The 15-day suspension of the issuance of overseas employment certificates to first-time overseas Filipino workers which effectively resulted in a deployment ban from the Philippines, ended as scheduled on Dec. 1.

But it was only yesterday, Dec. 4, that Philippine Labour Secretary Silvestre Bello III announced the end of the OEC suspension, adding “no extensions have been imposed”.

About 1,200 OFWs bound for Hong Kong were among an estimated 75,000 workers affected by the OEC suspension.

Every OFW departing from the Philippines for the first time is required to obtain the OEC, so the suspension also meant a halt in deployment.

Media reps flocked to POLO on Dec. 6
amid false reports the ban would be extended
The delay in releasing the advisory sparked off rumors of an extension, prompting reporters from various media organizations to flock to the Philippine Overseas Labor Office in Hong Kong early yesterday.

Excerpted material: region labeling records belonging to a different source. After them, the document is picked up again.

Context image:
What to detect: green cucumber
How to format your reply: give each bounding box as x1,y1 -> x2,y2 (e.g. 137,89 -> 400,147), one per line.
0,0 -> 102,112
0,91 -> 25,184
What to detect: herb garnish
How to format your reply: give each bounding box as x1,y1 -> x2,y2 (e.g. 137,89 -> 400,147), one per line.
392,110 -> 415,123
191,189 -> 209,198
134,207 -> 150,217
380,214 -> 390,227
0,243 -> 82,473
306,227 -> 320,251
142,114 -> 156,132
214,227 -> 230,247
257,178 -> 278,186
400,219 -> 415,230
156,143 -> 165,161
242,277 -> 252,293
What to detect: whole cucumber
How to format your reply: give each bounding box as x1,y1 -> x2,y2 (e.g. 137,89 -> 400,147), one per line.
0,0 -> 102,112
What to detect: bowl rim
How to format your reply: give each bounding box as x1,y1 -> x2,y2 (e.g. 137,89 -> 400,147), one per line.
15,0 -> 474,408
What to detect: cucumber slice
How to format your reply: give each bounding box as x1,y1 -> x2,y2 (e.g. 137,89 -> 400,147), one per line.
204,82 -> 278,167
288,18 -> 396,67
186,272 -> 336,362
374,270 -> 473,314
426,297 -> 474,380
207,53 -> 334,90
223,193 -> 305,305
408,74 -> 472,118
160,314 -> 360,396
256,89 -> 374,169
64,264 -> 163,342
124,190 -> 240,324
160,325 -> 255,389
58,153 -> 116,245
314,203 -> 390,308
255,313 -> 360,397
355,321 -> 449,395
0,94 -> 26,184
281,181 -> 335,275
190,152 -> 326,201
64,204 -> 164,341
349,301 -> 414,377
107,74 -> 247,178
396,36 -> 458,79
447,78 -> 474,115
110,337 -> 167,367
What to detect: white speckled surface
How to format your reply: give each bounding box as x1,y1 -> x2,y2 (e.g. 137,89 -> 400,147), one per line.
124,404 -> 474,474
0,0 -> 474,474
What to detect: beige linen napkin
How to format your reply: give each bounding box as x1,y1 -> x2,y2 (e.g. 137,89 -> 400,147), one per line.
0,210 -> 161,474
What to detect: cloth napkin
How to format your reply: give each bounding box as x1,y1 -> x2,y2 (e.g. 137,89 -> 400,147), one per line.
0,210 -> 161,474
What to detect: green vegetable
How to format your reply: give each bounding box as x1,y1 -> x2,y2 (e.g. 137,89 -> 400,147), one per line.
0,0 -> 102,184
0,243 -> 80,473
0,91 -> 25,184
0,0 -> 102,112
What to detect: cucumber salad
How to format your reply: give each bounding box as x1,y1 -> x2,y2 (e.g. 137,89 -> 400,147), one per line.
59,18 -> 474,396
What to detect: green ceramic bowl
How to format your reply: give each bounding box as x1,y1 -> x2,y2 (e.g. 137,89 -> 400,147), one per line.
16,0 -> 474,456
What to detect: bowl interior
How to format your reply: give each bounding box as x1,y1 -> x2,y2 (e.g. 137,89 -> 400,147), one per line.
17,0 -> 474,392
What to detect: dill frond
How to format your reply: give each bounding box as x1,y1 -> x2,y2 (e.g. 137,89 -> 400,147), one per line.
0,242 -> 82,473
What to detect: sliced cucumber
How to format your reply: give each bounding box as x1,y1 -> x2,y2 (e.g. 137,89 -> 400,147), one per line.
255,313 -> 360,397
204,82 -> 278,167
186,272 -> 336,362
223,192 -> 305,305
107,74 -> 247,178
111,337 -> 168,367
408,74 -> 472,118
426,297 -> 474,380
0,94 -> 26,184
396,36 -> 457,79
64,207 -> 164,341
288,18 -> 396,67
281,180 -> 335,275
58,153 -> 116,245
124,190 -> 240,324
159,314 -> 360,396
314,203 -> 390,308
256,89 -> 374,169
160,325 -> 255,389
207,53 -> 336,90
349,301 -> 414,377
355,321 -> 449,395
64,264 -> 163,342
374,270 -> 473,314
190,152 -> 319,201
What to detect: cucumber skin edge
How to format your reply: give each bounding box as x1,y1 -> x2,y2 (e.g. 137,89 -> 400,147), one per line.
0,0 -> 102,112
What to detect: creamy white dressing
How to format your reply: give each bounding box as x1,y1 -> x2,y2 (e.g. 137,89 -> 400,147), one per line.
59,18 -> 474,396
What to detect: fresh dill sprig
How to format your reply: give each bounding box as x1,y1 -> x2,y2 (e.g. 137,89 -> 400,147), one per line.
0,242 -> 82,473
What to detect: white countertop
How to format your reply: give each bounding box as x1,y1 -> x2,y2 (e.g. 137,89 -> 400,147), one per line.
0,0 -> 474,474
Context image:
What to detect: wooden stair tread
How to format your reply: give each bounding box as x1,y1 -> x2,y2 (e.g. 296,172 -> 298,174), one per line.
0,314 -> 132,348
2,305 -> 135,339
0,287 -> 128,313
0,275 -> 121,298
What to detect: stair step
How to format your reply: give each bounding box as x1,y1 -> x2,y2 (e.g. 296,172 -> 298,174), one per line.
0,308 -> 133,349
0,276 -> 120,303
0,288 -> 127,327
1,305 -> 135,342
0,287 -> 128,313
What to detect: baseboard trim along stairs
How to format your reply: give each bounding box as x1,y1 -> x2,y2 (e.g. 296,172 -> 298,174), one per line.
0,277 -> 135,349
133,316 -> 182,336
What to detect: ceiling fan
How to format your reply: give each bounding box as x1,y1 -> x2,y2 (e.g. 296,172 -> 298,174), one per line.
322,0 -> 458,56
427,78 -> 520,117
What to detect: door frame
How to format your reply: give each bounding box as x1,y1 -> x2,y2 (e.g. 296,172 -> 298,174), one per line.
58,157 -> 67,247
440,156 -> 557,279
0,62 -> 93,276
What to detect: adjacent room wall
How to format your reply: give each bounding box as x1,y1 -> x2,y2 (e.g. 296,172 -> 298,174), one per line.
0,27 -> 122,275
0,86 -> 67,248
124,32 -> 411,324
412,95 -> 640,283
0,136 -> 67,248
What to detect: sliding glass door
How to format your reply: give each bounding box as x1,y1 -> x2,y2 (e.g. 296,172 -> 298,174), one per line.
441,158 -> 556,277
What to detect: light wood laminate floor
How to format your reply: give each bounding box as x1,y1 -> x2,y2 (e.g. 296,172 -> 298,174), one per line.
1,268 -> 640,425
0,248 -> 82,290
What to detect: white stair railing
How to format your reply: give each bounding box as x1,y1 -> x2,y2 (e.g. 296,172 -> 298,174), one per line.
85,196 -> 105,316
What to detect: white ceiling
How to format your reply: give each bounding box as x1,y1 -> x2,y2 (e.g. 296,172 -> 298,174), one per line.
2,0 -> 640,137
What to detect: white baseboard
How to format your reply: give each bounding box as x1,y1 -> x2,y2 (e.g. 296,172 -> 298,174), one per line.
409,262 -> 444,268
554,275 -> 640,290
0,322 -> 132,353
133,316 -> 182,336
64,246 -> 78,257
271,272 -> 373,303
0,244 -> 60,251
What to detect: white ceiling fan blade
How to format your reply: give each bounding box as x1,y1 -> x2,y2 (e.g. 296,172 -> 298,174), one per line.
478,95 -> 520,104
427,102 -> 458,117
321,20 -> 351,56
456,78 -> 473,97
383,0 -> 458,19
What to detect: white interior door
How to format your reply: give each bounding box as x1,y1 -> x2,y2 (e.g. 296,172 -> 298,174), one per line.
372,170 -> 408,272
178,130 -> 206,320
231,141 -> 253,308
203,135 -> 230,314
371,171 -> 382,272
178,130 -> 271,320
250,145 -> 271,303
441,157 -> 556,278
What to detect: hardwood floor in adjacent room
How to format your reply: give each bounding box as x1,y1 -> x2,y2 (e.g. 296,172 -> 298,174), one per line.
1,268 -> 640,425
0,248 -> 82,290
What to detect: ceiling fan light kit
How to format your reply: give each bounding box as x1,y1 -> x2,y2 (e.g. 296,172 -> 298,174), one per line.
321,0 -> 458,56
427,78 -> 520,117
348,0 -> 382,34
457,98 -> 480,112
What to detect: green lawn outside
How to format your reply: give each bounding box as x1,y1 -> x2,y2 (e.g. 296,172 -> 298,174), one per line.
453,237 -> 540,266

In an apparent bid to quell the rumors, Labor Attache Jalilo dela Torre released the advisory within the day.

But when asked if he had to deal with irate employers in the wake of the deployment ban, he said: “I think they voiced their rage to the Labor Department and their respective agencies.”

He also said the number of OFWs arriving in Hong Kong on a daily basis from the time the suspension order was lifted “will depend on how fast POEA is crunching away at the backlog.”

Earlier he predicted there would be no extension to the ban because of the protests that came from various affected sectors.

“Ang daming nagreklamo, so malamang hindi na ma-extend,” Labatt dela Torre said.

In imposing the suspension order on Nov. 17, Bello said it was meant to crack down on a human trafficking syndicate operating out of the Philippine Overseas Employment Administration (POEA).

His subsequent advisory said a fact-finding team “will carry on its work at the POEA to uncover the culpable parties who are responsible for the illegal recruitment activities which have victimized several of our applicants for  overseas employment.”

In response to Bello’s order, the Hong Kong government decided to grant up to two weeks’ extension to the work contracts of foreign domestic workers which are expiring on or before Dec 31.

This so-called flexibility arrangement was meant to ease the impact on local families if the new domestic workers they were hiring from the Philippines could not arrive before the expiration of their contracts with their existing helpers.

A government spokesman also said Hong Kong would ask the Philippine Government for an exemption to the suspension order so Filipino domestic workers bound for the city could arrive without delay.